The committee opinion tries to address this inequity by encouraging OB-GYNs to provide anticipatory guidance to their patients about how to reduce exposure to chemicals. This guidance will ensure more women are educated about the potential impacts of chemicals and the simple steps they can take to reduce their exposure. The power of this guidance could be enormous. One recent study demonstrated that simple changes, such as eating organic or eliminating canned foods, can reduce exposure to Bisphenol A (BPA) by two-thirds and phthalates by one-half.
But what gives the ACOG/ASRM committee opinion such strong moral authority is its recognition that not all pregnant women receive the same care. Because of lack of insurance, lack of doctors in their community, and other social and economic barriers to quality health care, many pregnant women do not receive adequate prenatal care, including counseling on ways to reduce exposure to toxic substances. These are the same women who are at risk for higher exposure to chemicals because of where they live or work.
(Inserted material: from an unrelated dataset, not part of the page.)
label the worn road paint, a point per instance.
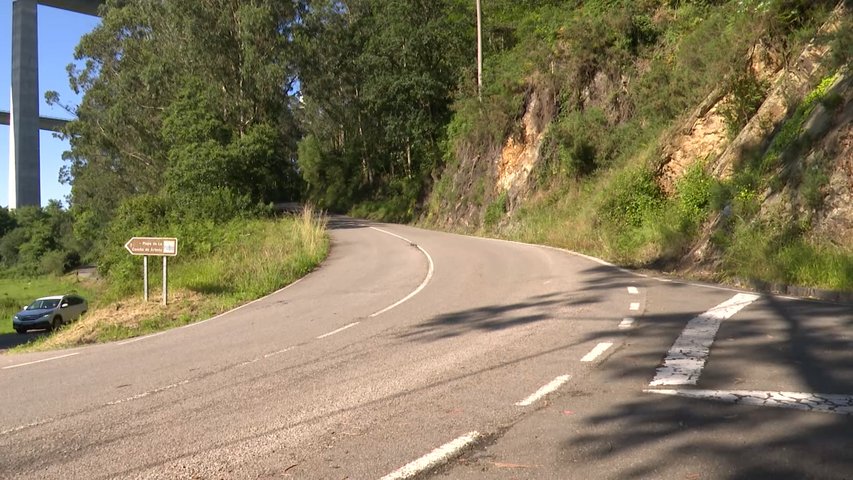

Regardless of what kind of prenatal care a woman receives, no woman should have to know the chemical safety profile of every product to which she may be exposed—through the food she eats, the sunscreen she puts on her skin, the solvents used in her workplace, or the paint in her apartment—and try to avoid it just so she can have a healthy pregnancy.
The only way to ensure all pregnant women see a decrease in exposure to chemicals is through comprehensive chemical policy reform. The Chemical Safety Improvement Act (CSIA) (S. 1009) is bipartisan legislation that offers an opportunity for such reform. While in need of improvement, the CSIA gives the U.S. public a chance to have a serious conversation about how to achieve effective chemical regulation.
Instead of wasting time debating whether to set gestational limits on abortion or allow your boss to exclude birth control coverage from your health plan, members of Congress could be having a meaningful discussion about what we can do to better protect maternal and fetal health for the women who choose to become pregnant and carry a pregnancy to term.
ACOG and ASRM join a growing chorus of medical organizations, including the American Academy of Pediatrics, the American Nurses Association, and the National Medical Association, who have determined that chemicals are having a detrimental impact on human health. And their committee opinion acknowledges that even perfect information and universal access to prenatal care can’t eliminate pregnant women’s exposure to harmful chemicals. Only Congress can.